0

I need separate two columns with tidyr.

The column have text like: I am Sam. I mean the text always have only two white spaces, and the text can have all other symbols: [a-z][0-9][!\ºª, etc...].

The problem is I need split it in two columns: Column one I am, and column two: Sam.

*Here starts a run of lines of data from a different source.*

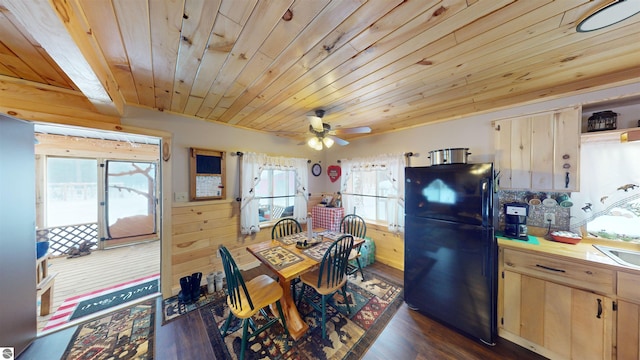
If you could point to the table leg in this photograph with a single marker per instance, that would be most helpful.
(296, 325)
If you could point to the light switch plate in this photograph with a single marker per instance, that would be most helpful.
(180, 196)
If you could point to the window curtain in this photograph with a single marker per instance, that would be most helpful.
(392, 165)
(252, 166)
(609, 177)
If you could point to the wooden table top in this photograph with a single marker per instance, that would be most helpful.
(295, 269)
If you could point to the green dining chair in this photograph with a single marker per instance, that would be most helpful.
(284, 227)
(330, 277)
(353, 224)
(245, 299)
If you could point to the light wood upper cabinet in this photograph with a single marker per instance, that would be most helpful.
(539, 151)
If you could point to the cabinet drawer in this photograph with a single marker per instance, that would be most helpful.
(629, 286)
(560, 271)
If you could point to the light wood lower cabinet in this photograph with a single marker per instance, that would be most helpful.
(628, 326)
(557, 321)
(548, 314)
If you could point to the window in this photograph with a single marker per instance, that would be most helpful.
(374, 189)
(608, 204)
(276, 194)
(271, 182)
(368, 192)
(72, 191)
(130, 198)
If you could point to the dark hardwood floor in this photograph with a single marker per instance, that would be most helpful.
(409, 335)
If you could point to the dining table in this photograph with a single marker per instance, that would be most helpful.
(288, 257)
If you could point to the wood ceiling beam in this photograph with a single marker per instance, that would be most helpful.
(32, 101)
(68, 40)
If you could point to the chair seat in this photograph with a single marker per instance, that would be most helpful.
(263, 291)
(311, 278)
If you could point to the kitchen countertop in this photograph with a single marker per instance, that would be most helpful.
(583, 251)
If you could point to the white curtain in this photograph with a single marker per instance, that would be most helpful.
(252, 166)
(609, 177)
(392, 165)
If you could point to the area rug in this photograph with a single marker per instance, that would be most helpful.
(127, 333)
(78, 307)
(373, 303)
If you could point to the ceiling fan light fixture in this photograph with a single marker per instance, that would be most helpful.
(315, 143)
(609, 14)
(328, 142)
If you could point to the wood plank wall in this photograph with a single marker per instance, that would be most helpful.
(198, 229)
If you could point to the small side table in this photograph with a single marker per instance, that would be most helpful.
(44, 285)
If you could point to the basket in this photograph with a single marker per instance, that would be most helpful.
(600, 121)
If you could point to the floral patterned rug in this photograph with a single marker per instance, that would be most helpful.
(127, 333)
(373, 303)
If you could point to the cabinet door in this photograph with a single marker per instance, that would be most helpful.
(540, 151)
(565, 322)
(566, 161)
(628, 330)
(513, 152)
(591, 326)
(542, 142)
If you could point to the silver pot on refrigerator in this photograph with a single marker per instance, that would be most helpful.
(449, 156)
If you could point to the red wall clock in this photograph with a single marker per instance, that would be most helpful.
(334, 172)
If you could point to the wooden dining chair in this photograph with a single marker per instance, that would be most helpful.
(245, 299)
(284, 227)
(330, 277)
(353, 224)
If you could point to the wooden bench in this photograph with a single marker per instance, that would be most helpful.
(44, 287)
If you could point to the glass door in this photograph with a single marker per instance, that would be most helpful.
(130, 202)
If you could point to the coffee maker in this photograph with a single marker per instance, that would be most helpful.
(516, 220)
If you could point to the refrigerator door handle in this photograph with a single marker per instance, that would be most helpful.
(486, 200)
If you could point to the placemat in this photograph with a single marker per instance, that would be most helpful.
(530, 239)
(293, 238)
(279, 257)
(331, 235)
(317, 252)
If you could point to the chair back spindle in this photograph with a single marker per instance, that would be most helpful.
(235, 282)
(334, 262)
(354, 225)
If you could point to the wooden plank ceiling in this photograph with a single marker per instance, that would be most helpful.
(264, 65)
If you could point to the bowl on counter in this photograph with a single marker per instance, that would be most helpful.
(566, 237)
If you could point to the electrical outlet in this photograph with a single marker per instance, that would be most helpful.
(550, 218)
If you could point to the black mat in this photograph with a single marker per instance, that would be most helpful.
(127, 333)
(115, 298)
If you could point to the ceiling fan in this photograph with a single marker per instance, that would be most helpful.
(322, 133)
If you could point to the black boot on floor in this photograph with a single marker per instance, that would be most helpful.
(195, 286)
(184, 296)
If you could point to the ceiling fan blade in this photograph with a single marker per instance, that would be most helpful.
(354, 130)
(339, 141)
(316, 123)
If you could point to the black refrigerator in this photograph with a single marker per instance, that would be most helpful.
(450, 257)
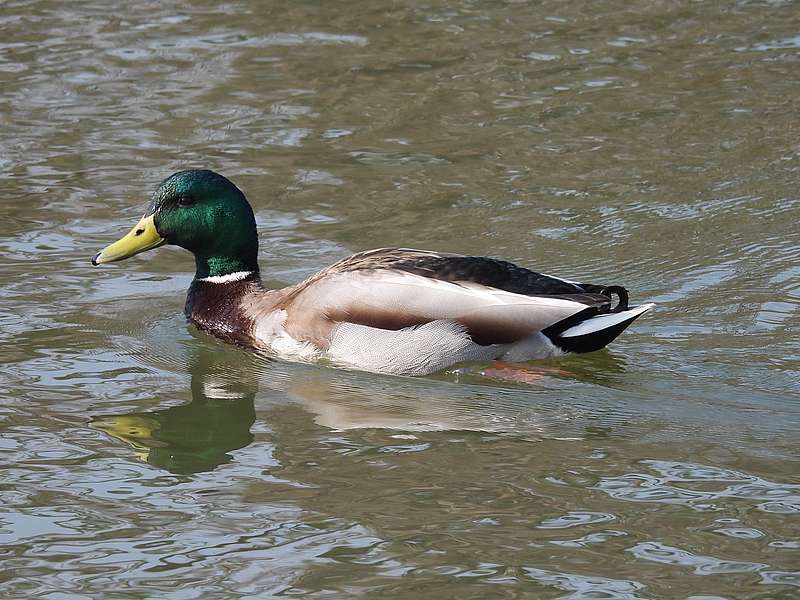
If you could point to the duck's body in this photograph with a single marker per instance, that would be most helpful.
(391, 310)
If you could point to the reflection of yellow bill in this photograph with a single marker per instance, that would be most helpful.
(142, 237)
(134, 430)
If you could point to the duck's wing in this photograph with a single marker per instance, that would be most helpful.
(443, 266)
(393, 289)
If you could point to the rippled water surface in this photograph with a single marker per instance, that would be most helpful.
(652, 144)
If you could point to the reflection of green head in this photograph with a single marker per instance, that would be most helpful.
(208, 215)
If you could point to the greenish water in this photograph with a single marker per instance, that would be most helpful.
(649, 144)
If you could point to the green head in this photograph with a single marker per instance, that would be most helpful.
(203, 212)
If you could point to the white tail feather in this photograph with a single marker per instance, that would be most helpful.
(605, 321)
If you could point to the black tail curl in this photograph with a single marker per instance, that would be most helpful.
(610, 291)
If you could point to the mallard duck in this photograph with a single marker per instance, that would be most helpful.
(390, 310)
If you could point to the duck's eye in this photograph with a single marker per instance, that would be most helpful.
(185, 200)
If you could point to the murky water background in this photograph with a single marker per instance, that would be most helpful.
(653, 144)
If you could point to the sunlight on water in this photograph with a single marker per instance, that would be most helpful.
(651, 145)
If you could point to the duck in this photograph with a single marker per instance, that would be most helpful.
(399, 311)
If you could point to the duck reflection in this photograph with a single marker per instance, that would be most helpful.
(197, 436)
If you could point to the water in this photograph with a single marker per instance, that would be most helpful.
(649, 144)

I can't find a regular expression two separate with the second blank space.

Could you help me please?

Jaap
  • 81,064
  • 34
  • 182
  • 193
  • 1
    Welcome to StackOverflow! Please read the info about [how to ask a good question](http://stackoverflow.com/help/how-to-ask) and how to give a [reproducible example](http://stackoverflow.com/questions/5963269/how-to-make-a-great-r-reproducible-example/5963610). This will make it much easier for others to help you. – Jaap May 15 '16 at 16:02

2 Answers2

4

We can use extract from tidyr. We match one or more characters and place it in a capture group ((.*)) followed by one or more space (\\s+) and another capture group that contains only non-white space characters (\\S+) to separate the original column into two columns.

library(tidyr)
extract(df1, Col1, into = c("Col1", "Col2"), "(.*)\\s+(\\S+)")
#   Col1 Col2
#1  I am  Sam
#2 He is  Sam

data

df1 <- data.frame(Col1 = c("I am Sam", "He is Sam"), stringsAsFactors=FALSE)
akrun
  • 874,273
  • 37
  • 540
  • 662
3

As an alternative, given:

library(tidyr)
df <- data.frame(txt = "I am Sam")

you can use

separate(, txt, c("a", "b"), sep="(?<=\\s\\S{1,100})\\s") 
#      a   b
# 1 I am Sam

with separate using stringi::stri_split_regex (ICU engine), or

separate(df, txt, c("a", "b"), sep="^.*?\\s(*SKIP)(*FAIL)|\\s", perl=TRUE) 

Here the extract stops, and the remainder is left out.